In this web site we talk about photography as a language, not only as an aesthetic research or a limited documentation of today's world.

The photographic medium becomes a tool to convey thoughts, feelings and emotions through a more careful look, and an investigation into everyday reality.

By limiting ourselves to Italian photography, the SLOW WATCHING idea has close points of contact with the cultural operation carried out by Luigi Ghirri and the Emilian photo artists group since the 70's.

Gianni Celati wrote about Ghirri's work: "... [...] a sight that neither search for hidden treasures, nor looking for exceptional adventures."









The SLOW WATCHING project was born on internet in 2015 as a Facebook group and an art movement. This group is open to everyone and currently has more than 400 registered members from many of Italy's regions. The authors can submit their works to the community for a collective and shared reading, inspired by the principles of the movement.

The SLOW WATCHING is not a kind of photography, but an "intention" and a way of understanding photography. From its very beginning, it was natural to collect these ideas into a manifesto.

"... [...] The drafting of a manifesto is one component of what we call the artistic and literary movement characterized, in most cases, by a break or a renewal of the existing situation, typical of a particular historical period and of a specific region, which constitutes its identity, ... [...]. In art, a new movement is created and it can be defined as such when the artists meet and identify with the founder's thinking and proceed in the direction indicated by the manifesto.

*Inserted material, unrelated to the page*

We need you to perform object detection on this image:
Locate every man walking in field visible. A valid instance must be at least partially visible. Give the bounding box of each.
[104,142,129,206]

The movement therefore indicates a group of people who gather together around an idea to promote a particular vision of art. The term movement is derived from the verb to move, understood in this context as moving together in one direction, exactly what was agreed on... [...]"
Source: Laboratorio Di Cult 025 FIAF - Virtual manifestos by Monica Mazzolini
www.fiaf.net/agoradicult/2017/09/24/manifesti-virtuali_-01-di-monica-mazzolini/










Since its birth, photography has been facing with being a faithful reproduction of reality or a free interpretation of the world. In the first case, if we naively trust the authenticity of the photographic medium, the image is considered as a strictly referential object and is interpreted as reality itself. Therefore the activity of the photographer is limited to a series of technical operations aimed at the most faithful reproduction of the world and the events to be represented.

We know that the photographer, from the simple framing at the beginning, conducts a stream of choices that make an interpretation of reality as a final result, that is his own personal point of view on the world.

As a consequence of his choices, the photographer, from simple camera operator grows into an artist. And when those choices are aimed not only at an aesthetic research, we can also read the photograph as a series of signs which go beyond what they simply represent. So the image becomes itself a producer of meaning and we are asked to shift our perception to a more complex and articulated level of vision.

We should not be misled by the immediacy of shutter speeds: photography is a product of thought and as such, in the phases of both its realization and fruition we need to approach the world in a slower, more attentive view.

Luigi Ghirri wrote: "From a communicative point of view, the important role that photography plays today is to curb the streamlining of the processes of reading images. It represents a place where we can observe reality, or its surrogate, which still allows us to look at things, while the perception of the images in film and television has got so fast that we simply can't see anything. It is like we were able to read a news article without anybody ever turning the pages of the newspaper. It is a kind of slow watching, an extremely important way of seeing things in today's life, given the accelerating processes from a technological as well as from a perceptive viewpoint over the last years."
Source: Luigi Ghirri, Lezioni di fotografia (Photography lessons), Edizione Quodlibet, 2010

For the last 100 years of its thousand years history, human being, firstly through the invention of motor vehicles, then film and television, has made its vision process faster and faster as well as shallow at the same time. Whereas in the past proceeding to a crawl was used to be normal, nowadays it has since perceived like an unpleasant inconvenience of traffic congestion.

Let's think about how much the way we look at a landscape or at every ordinary events of life has changed. Our unseeing eyes are neither able to dwell on them anymore, nor to be really involved in. As we were resigned not to be surprised with anything in our daily lives, we stopped to believe that instead it is important to do that or perhaps we have lost the ability to see, like we already knew everything.

Photography is the result of thinking, so SLOW WATCHING means to resume awareness of the poetry of ordinary existence through a closer, slower look and narrate it by means of photography.

It is highly important to preserve the dignity of everyday life and go back to be amazed even at simple things, because by rediscovering them we will learn to get along with ourselves and discover what Luigi Ghirri called "the sense of being in the world".